What to Expect When You’re Expecting: The title says it all.
Men in Black III: Yet another sequel. Still it’s all good fun as J travels back in time to the swingin’ 60’s to prevent K’s assassination at the hands of an aliens. Josh Brolin (‘No Country for Old Men’) basically spends the entire movie doing a Tommy Lee Jones impersonation. L.O.L.
Snow White and the Huntsman: One more fairytale dragged into the present. The writers flip the script and make Snow White a butt-kicking warrior princess out to save her kingdom. One of the few movies to have a female lead.
Prometheus: And this is another offering with two (yay) female leads. The prequel-but-not-quite to the ‘Aliens’ series sees a bunch of scientists who venture out to make discoveries yet come across something far more sinister.
Abraham Lincoln: Vampire Hunter: I want to watch this merely for the title alone, which I think explains itself quite nicely. How they ever thought of using a US president for this I will never know.

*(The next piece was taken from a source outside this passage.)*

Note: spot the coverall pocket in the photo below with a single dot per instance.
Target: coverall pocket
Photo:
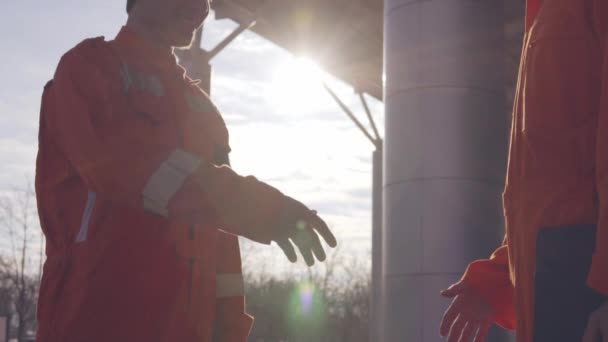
(563, 302)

Brave: Animation studio Pixar’s first movie with a female lead. “Determined to make her own path in life, Princess Merida defies a custom that brings chaos to her kingdom. Granted one wish, Merida must rely on her bravery and her archery skills to undo a beastly curse,” says IMDB. Good for the family.
Seeking a Friend for the End of the World: I think these days film titles want to tell you their entire plotline in one fell swoop, kinda like this one.

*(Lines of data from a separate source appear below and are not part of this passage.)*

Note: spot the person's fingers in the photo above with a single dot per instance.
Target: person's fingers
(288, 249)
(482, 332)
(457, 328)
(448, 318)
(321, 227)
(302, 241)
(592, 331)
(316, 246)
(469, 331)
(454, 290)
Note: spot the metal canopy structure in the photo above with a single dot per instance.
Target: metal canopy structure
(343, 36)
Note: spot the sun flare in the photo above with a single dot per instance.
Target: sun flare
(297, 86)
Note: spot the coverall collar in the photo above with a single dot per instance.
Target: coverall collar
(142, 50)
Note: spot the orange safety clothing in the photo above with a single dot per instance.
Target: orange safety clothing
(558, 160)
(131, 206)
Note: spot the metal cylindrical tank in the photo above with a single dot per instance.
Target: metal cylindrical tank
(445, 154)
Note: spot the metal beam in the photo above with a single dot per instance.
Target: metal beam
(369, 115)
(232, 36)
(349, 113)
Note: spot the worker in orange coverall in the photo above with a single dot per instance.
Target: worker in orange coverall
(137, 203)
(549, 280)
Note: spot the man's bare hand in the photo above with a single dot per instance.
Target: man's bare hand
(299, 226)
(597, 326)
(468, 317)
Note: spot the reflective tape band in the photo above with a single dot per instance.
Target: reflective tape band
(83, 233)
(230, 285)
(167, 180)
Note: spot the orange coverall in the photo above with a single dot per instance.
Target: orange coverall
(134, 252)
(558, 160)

G.I. Joe: Retaliation: Sequel (I think we could start a drinking game). Just like the G.I. Joe cartoons we used to watch as a kid, the team faces down Zaltan after they are blacklisted and terminated by the (SPOILER:impostor) president.
Magic Mike: Hey, ladies! Channing Tatum stripping. ‘Nuff said.
The Amazing Spiderman: They are rebooting the Spiderman series with a younger cast. Next time they do this, we might end up with teenagers. Spidey’s enemy du jour? The Lizard.
Savages: Blake Lively (of ‘Gossip Girl’ fame) grows ‘weed’ and has a polyamourous relationship with her co-weed growers. She gets kidnapped and her lovers try to rescue her. Where do people come up with this nonsense?
The Dark Knight Rises: Eight years after owning up to Two Face’s crimes, Batman is branded an enemy of Gotham city. Still, he can’t help but respond when the city needs help fighting against the new crimelord, Bane.
Neighborhood Watch: Local neighbourhood fathers find out that earth is being invaded by aliens and defend their homes against attack. A premise so silly it just might be interesting.
Step Up Revolution: I’m surprised this wasn’t named ‘Step up 4D—dancing in your living room!’; this series has run well out of steam. Story? Two young, beautiful white people bump ‘n’ grind their way to happiness with minor friction (he’s too street! She’s too strict!) along the way. Go for the choreography.
The Bourne Legacy: Not quite (but mostly) a sequel. Jeremy Renner takes on the Bourne reigns as a new character Aaron Cross. Genetic experiments, racing across cold foreign terrain and a sexy nurse (Rachel Weisz) is the perfect recipe for a blockbuster.
Total Recall: A remake of the 1990 Schwarzzeneger hit, minus Mars. We find Collin Farrell taking on the role of maybe/maybe not spy who may/may not be in an alternate reality game. He is on the run from the law as he decides whether he is a Euromerican or New Shanghai asset—the two superpowers vying for supremacy.
The Expendables 2: Yet another (you guessed it!) sequel. When one of the members of the expendables team is killed during a mission, the rest team try to find out why and runs into a surprising enemy.